After a few years of absorbing this realization – that a faithful mind could also be a truly modern sophisticated one – I became transfixed by it. Rather than wrestling with agnosticism, I have developed a deep hunger for understanding this and am always eager to hear it discussed by those whom I respect or at least have thought about their faith with the intellectual rigor they have applied to other parts of their lives. Tony Blair and Christopher Hitchens recently had a famous public spar about it in Toronto, though that was more about the evils and virtues of organized religion, which is a lot less interesting. But still, an opportunity to hear someone who has excelled at Britian’s top institutions (and you know, was a popular Prime Minister, until he wasn’t) discuss faith.  But still, it left me unsatisfied, the rationality of faith itself wasn’t dissected quite enough.  My own personal attempts at engagement have mostly failed, as when a boy once asked me on a date, after learning I was an atheist, “But aren’t you worried about Judgment Day?”  — yeah that wasn’t heading anywhere especially edifying.

At last, I have finally come across a truly gratifying conversation about the subject in a play called Freud’s Last Session, at the Marjorie S. Dean Little Theatre at the West Side YMCA. In this fun, hypothetical , pseudo-historical jaunt that takes place on one of the most memorably ominous days in modern history – Sept. 3, 1939 –  in Freud’s study in London, where he had taken refuge rather briefly before succumbing to cancer, playwright Mark St. Germain imagines what a meeting between CS Lewis and Freud would have been like*, and their inevitable conversation about their respective “faiths” – Freud’s sardonic declarations explaining why God does not exist, and CS Lewis’ earnest, charming incantations of why he does – you very nearly want to believe him. I could have sat there for a few more hours listening to those two actors and that script.  With the atrocities of Hitler about to be unleashed as the backdrop, the clear existence of evil and total absence of an interventionist God set the tone, and CS Lewis admits to wrestling with that very notion.

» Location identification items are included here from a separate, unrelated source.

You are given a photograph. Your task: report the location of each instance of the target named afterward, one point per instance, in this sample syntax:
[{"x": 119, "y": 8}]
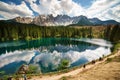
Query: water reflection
[{"x": 48, "y": 53}]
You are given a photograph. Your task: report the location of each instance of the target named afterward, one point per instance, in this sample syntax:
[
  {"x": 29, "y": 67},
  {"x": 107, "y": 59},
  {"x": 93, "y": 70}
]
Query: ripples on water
[{"x": 48, "y": 57}]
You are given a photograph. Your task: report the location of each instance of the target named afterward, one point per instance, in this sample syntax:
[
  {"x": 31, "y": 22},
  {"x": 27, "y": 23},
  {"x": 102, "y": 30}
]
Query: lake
[{"x": 46, "y": 53}]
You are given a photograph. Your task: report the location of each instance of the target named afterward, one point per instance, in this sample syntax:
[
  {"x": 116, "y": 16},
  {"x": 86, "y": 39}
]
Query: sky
[{"x": 102, "y": 9}]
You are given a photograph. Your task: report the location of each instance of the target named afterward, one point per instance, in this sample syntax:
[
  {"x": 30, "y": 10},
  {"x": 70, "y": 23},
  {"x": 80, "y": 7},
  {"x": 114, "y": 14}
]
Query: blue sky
[{"x": 102, "y": 9}]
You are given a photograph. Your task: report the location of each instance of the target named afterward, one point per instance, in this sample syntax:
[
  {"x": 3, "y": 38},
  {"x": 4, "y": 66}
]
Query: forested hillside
[{"x": 18, "y": 31}]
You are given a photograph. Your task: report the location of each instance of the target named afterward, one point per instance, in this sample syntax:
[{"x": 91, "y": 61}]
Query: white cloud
[
  {"x": 103, "y": 9},
  {"x": 56, "y": 7},
  {"x": 11, "y": 10}
]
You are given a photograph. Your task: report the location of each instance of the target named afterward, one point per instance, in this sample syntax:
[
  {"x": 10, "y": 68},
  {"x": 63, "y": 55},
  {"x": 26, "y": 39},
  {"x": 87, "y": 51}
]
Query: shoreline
[{"x": 72, "y": 72}]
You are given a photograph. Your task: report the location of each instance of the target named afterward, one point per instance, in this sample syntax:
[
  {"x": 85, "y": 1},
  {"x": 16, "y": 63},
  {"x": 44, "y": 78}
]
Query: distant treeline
[{"x": 18, "y": 31}]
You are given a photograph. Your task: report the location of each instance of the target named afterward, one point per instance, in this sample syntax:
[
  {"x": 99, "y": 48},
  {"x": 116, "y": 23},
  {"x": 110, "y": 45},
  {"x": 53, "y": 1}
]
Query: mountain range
[{"x": 62, "y": 20}]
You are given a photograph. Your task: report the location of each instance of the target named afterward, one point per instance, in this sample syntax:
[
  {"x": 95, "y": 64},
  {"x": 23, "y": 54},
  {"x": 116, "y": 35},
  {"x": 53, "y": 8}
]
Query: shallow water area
[{"x": 46, "y": 53}]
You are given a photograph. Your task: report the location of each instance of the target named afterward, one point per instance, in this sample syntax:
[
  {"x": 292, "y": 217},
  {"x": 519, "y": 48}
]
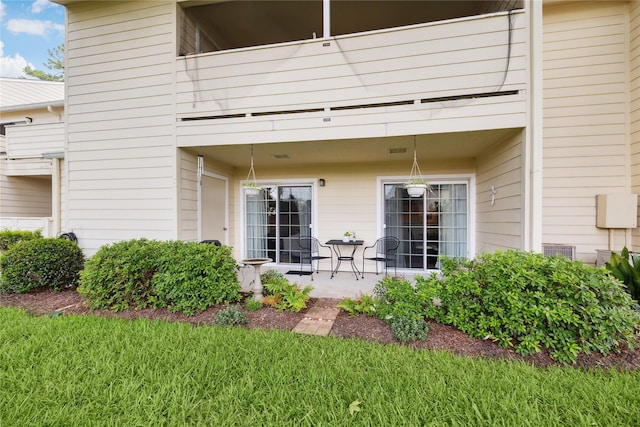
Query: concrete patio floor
[{"x": 343, "y": 284}]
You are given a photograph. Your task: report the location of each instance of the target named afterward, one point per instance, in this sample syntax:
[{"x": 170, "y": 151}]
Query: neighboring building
[
  {"x": 521, "y": 114},
  {"x": 32, "y": 145}
]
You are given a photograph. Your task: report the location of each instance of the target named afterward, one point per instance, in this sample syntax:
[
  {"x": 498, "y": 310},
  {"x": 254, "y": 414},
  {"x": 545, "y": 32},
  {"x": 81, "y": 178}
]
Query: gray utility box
[{"x": 617, "y": 210}]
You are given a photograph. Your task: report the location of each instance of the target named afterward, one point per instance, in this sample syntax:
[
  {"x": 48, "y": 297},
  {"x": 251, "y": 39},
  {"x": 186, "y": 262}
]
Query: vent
[{"x": 566, "y": 250}]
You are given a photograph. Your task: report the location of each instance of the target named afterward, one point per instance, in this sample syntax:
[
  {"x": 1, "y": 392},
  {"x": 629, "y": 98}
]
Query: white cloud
[
  {"x": 39, "y": 5},
  {"x": 32, "y": 26},
  {"x": 12, "y": 66}
]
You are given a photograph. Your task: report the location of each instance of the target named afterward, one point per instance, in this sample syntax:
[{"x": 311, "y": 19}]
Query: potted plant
[
  {"x": 416, "y": 187},
  {"x": 251, "y": 189}
]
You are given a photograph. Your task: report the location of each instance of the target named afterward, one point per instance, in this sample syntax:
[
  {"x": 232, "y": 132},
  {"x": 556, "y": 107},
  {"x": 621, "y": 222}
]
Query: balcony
[
  {"x": 29, "y": 148},
  {"x": 462, "y": 74}
]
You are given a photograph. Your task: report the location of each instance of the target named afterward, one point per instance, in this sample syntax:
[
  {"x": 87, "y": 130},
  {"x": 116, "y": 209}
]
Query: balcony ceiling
[
  {"x": 235, "y": 24},
  {"x": 369, "y": 150}
]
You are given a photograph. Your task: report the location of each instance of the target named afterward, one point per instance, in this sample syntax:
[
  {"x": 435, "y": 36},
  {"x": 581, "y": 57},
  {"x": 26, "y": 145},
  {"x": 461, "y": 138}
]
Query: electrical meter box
[{"x": 617, "y": 210}]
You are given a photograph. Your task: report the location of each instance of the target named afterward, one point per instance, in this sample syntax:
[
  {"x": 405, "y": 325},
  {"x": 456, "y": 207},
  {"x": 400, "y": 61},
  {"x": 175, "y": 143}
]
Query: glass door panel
[
  {"x": 428, "y": 226},
  {"x": 275, "y": 220}
]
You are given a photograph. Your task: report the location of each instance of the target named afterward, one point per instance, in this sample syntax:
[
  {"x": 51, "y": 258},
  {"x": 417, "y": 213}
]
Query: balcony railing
[
  {"x": 419, "y": 65},
  {"x": 34, "y": 141}
]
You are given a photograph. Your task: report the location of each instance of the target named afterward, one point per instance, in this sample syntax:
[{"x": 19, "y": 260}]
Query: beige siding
[
  {"x": 35, "y": 140},
  {"x": 121, "y": 162},
  {"x": 25, "y": 196},
  {"x": 585, "y": 122},
  {"x": 411, "y": 64},
  {"x": 634, "y": 38},
  {"x": 188, "y": 196},
  {"x": 500, "y": 226},
  {"x": 350, "y": 200}
]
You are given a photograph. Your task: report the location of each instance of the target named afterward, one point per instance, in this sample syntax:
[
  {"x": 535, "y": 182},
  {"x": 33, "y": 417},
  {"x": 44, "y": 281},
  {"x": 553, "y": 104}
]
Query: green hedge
[
  {"x": 181, "y": 276},
  {"x": 521, "y": 300},
  {"x": 11, "y": 237},
  {"x": 32, "y": 264}
]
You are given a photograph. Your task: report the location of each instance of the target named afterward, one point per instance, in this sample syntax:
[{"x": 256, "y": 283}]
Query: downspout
[
  {"x": 199, "y": 184},
  {"x": 56, "y": 205},
  {"x": 534, "y": 132}
]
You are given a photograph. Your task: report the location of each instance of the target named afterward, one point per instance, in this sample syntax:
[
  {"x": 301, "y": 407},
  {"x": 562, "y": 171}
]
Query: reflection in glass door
[
  {"x": 275, "y": 220},
  {"x": 428, "y": 226}
]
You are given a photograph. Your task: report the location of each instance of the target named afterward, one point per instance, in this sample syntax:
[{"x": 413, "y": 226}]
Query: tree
[{"x": 54, "y": 63}]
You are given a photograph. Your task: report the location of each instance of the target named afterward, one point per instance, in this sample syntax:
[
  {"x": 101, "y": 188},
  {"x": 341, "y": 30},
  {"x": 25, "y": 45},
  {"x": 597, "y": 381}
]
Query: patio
[{"x": 343, "y": 284}]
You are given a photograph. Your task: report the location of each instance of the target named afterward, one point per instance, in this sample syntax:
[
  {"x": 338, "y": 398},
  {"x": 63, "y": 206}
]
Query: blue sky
[{"x": 28, "y": 29}]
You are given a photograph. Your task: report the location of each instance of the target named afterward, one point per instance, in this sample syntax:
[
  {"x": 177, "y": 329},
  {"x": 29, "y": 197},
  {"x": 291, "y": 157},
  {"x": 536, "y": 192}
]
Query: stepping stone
[{"x": 317, "y": 321}]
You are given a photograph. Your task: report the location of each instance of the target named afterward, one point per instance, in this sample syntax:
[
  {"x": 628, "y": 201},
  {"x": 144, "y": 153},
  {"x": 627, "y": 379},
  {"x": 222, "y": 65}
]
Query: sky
[{"x": 28, "y": 29}]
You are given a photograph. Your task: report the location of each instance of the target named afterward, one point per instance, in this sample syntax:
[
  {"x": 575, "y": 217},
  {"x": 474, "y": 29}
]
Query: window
[
  {"x": 428, "y": 226},
  {"x": 275, "y": 220}
]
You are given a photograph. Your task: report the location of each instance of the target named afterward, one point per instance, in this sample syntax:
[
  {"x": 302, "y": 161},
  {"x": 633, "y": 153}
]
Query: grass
[{"x": 83, "y": 371}]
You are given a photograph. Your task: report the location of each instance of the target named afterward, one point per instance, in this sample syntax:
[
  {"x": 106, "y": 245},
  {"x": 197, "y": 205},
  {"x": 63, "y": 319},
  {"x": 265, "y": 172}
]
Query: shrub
[
  {"x": 253, "y": 304},
  {"x": 118, "y": 276},
  {"x": 525, "y": 300},
  {"x": 366, "y": 304},
  {"x": 194, "y": 276},
  {"x": 230, "y": 316},
  {"x": 397, "y": 297},
  {"x": 408, "y": 328},
  {"x": 626, "y": 272},
  {"x": 183, "y": 277},
  {"x": 39, "y": 262},
  {"x": 282, "y": 294},
  {"x": 11, "y": 237}
]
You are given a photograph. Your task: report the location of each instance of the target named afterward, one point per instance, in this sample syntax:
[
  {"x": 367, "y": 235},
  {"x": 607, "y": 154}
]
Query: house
[
  {"x": 32, "y": 145},
  {"x": 519, "y": 113}
]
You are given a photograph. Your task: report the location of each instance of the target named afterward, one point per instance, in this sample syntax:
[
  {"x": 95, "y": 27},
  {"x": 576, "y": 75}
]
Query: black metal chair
[
  {"x": 386, "y": 251},
  {"x": 310, "y": 252}
]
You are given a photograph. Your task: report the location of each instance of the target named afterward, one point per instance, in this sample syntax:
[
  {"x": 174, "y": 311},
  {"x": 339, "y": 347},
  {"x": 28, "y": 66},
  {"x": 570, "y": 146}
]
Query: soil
[{"x": 440, "y": 337}]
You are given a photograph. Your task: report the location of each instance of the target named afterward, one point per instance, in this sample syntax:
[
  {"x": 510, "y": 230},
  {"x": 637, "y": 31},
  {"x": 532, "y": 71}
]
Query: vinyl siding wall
[
  {"x": 586, "y": 147},
  {"x": 500, "y": 226},
  {"x": 634, "y": 30},
  {"x": 351, "y": 198},
  {"x": 121, "y": 162},
  {"x": 462, "y": 57},
  {"x": 25, "y": 196}
]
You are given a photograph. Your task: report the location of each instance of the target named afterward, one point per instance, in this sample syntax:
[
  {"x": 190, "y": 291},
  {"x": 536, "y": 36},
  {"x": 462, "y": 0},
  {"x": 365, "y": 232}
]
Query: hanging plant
[
  {"x": 417, "y": 185},
  {"x": 251, "y": 187}
]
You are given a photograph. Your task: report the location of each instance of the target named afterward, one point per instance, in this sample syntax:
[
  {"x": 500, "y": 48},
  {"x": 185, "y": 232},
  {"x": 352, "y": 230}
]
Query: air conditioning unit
[{"x": 555, "y": 249}]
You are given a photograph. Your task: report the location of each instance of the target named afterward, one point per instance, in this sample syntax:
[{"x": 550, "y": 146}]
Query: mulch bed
[{"x": 440, "y": 337}]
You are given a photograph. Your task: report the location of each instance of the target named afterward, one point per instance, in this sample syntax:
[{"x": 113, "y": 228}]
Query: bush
[
  {"x": 230, "y": 316},
  {"x": 626, "y": 272},
  {"x": 408, "y": 328},
  {"x": 11, "y": 237},
  {"x": 253, "y": 304},
  {"x": 283, "y": 295},
  {"x": 366, "y": 304},
  {"x": 39, "y": 262},
  {"x": 525, "y": 300},
  {"x": 183, "y": 277}
]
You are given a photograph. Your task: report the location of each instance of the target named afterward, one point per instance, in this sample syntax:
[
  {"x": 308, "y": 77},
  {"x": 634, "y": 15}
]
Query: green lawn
[{"x": 82, "y": 370}]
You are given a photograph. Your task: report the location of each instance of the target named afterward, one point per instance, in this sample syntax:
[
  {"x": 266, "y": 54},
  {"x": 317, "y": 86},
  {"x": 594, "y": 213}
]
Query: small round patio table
[{"x": 257, "y": 283}]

 And yet when Lewis talks to Freud about that craving that all humans seem to be born with for seeking some type of God or power higher than themselves, even I, who have never had that craving, had to admit that Lewis was actually using logic  pretty successfully to make his non-logical point, since it appears that most humans do (of course I believe it’s because the as-yet-unexplainable-by-science leads some to this, but still, it is pretty prevalent!).

Psychoanalysis was of course also at play, with the two literally and figuratively taking turns on the couch. Both had fathers whose religious fervor affected them very obviously and directly, with Freud musing that Lewis sought God as the father he never had (or at least one he could love) and with Freud clearly wanting to eschew the faith of a religious father who cowed and submitted to the anti-Semitism around him rather than stand up for himself – in the play Freud muses that he didn’t know whom he hated more, the man who had told his father to get off the sidewalk because he was a dirty Jew, or his father for doing so.

Another reason to see this play is the venue. One of the reasons I am pretty sure I won’t ever leave New York permanently is because there is always more of it. The theatre is in the West Side YMCA, one of the most beautiful buildings I think I’ve come across in this city in many many years, and it had somehow eluded me until last week. Need I say more?

*From the Playbill – “In his book The Question of God, Dr. Armand M. Nicholi, Jr. writes, ‘Did Freud and Lewis ever meet? The possibility is tantalizing. After Freud immigrated to England…(a) young Oxford professor visited Freud during this time but has not been identified. Might it have been Lewis?’ – His speculation sparked this play.”